Steven R. Loomis [Sat, 18 Sep 2021 00:51:23 +0000 (19:51 -0500)]
ICU-21756 icu4j: port UnicodeKnownIssues.java from CLDR
- port of CLDR-14588
- use a fake Consumer<String>
- currently logs after each test class, not ideal but better
- Formerly ICU-12589 but that is not as related
- add unit test
Andy Heninger [Sat, 11 Sep 2021 23:57:03 +0000 (16:57 -0700)]
ICU-21662 UVector cleanup in basictz.cpp
Revise uses of UVector in basictz.cpp to better handle memory allocation failures.
This is one of an ongoing series of commits to address similar problems with
UVector usage throughout ICU.
The changes primarily involve switching to the use of LocalPointers for
the tracking of memory ownership, and to simplify cleanup in case of errors.

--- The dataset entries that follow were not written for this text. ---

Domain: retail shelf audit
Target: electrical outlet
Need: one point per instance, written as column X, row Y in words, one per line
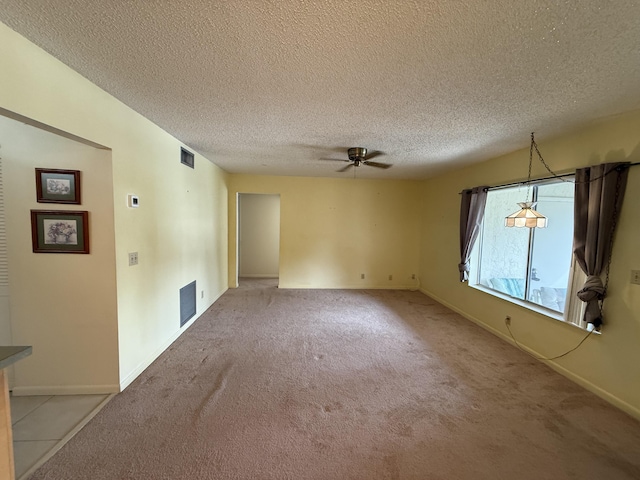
column 133, row 258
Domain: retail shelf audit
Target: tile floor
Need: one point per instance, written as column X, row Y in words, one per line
column 42, row 424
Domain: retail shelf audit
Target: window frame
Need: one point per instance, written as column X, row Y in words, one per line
column 573, row 307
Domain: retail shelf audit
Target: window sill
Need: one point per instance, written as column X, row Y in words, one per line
column 530, row 306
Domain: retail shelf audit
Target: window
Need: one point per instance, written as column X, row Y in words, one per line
column 532, row 267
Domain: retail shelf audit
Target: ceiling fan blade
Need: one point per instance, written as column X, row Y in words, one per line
column 373, row 154
column 377, row 164
column 344, row 169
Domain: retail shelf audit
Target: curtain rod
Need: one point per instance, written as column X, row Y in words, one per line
column 524, row 182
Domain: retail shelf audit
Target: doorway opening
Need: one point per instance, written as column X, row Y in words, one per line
column 258, row 238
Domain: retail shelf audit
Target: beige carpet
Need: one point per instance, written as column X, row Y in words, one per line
column 334, row 384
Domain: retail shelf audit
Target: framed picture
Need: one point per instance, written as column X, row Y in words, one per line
column 60, row 231
column 58, row 186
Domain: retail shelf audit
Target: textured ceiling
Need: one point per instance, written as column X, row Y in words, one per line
column 271, row 87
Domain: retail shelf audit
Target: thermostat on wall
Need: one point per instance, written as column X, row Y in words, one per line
column 133, row 201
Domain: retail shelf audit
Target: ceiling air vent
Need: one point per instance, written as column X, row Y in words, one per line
column 187, row 158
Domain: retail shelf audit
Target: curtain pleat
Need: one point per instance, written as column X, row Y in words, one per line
column 471, row 214
column 599, row 191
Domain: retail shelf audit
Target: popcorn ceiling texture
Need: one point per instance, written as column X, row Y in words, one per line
column 271, row 87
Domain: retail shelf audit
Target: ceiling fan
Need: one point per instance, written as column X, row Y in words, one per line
column 358, row 156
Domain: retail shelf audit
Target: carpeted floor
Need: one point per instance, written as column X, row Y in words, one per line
column 346, row 384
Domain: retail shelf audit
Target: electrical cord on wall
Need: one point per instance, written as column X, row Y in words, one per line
column 507, row 322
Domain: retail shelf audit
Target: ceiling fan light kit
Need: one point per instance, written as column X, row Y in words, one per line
column 358, row 156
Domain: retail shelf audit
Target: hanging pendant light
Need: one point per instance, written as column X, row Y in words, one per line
column 527, row 216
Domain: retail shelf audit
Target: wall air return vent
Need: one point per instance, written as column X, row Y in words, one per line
column 187, row 158
column 187, row 302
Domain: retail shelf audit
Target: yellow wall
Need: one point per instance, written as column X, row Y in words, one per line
column 59, row 303
column 608, row 364
column 333, row 230
column 180, row 229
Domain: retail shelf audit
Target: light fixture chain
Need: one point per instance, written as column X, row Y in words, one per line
column 535, row 145
column 530, row 163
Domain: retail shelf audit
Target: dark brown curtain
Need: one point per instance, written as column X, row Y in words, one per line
column 471, row 215
column 598, row 198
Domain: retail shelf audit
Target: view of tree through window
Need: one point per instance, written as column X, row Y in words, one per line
column 533, row 265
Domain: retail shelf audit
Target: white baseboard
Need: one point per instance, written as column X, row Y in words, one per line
column 65, row 390
column 142, row 366
column 347, row 287
column 259, row 275
column 608, row 397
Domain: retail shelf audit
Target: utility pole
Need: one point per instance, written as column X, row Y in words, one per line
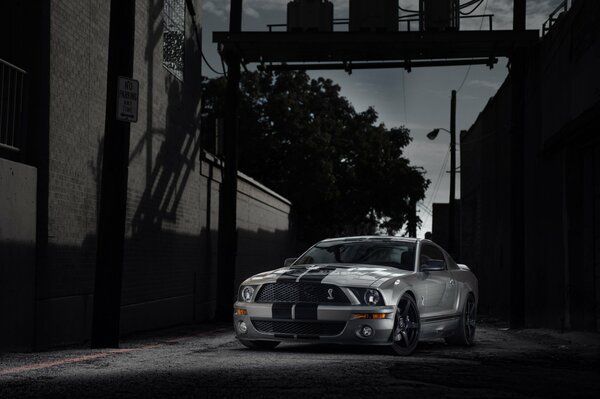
column 451, row 202
column 518, row 73
column 227, row 245
column 113, row 197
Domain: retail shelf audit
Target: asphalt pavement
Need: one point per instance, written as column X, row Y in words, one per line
column 207, row 361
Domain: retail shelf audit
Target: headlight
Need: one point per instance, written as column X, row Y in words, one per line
column 372, row 297
column 247, row 294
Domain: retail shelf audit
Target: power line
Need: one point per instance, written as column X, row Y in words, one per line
column 480, row 26
column 473, row 9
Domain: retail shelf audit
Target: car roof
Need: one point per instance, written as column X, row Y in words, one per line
column 373, row 238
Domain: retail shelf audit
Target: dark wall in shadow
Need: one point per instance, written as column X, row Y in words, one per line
column 561, row 175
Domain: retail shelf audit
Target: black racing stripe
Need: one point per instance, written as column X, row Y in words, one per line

In the function BasicTimeZone::getTimeZoneRulesAfter(), also switched some additional
allocated memory to use LocalPointer or LocalMemory, for consistency in
memory handling.
Andy Heninger [Fri, 10 Sep 2021 21:59:46 +0000 (14:59 -0700)]
ICU-21662 UVector Error Handling in Regex
Clean up some oversights from commit 0ec329c. This was triggered by fuzz testing finding
a memory leak with the original commit, see https://oss-fuzz.com/testcase-detail/4656781834452992
I was unable to replicate the fuzzing failure, but reviewing the nearby code showed
some likely problems.
In this commit,
- Fix UStack::pop() to not delete the popped element when a deleter function is present.
This was a bug, but because there were no stacks with deleters, was not causing trouble.
- Change RegexCompile::compileSet() to delete the set if it cannot be added to the internal
vector of sets. I suspect this is the cause of the fuzzing leak - 0ec329c changed the
behavior of UVector in the presence of errors.
- Changed RegexCompile::fSetStack to use an object deleter function. This fixes the
leak checking at the points new elements are pushed onto this stack.
Rich Gillam [Fri, 6 Aug 2021 21:00:41 +0000 (14:00 -0700)]
ICU-13353 Fixed several problems preventing horizontal resource inheritance from working as intended, and added a
Java version of a unit test I'd previously only added on the C++ side.
ICU-21735 Fixed two old references to UNUM_CURRENCY_CASH, one in a comment, one in a unit-test failure message--
to refer to the now-correct UNUM_CASH_CURRENCY.
Andy Heninger [Thu, 2 Sep 2021 23:09:04 +0000 (16:09 -0700)]
ICU-21662 Improve UVector error handling.
This is the next installment of UVector error handling cleanup. It includes:
- Revise UStack to follow the conventions of UVector, to leave the stack
unmodified when there is an incoming error code. And, for stacks with a
deleter function, to delete the incoming object if it cannot be
succesfully pushed.
- Review all useage of UStack in ICU; adjust call sites as needed.
- Review all uses of UVector::addElementX() in the implementation of
- Regular Expressions
- Break Iteration
- toolutil/xmlparser
changing to the updated functions, and adjusting call sites as needed.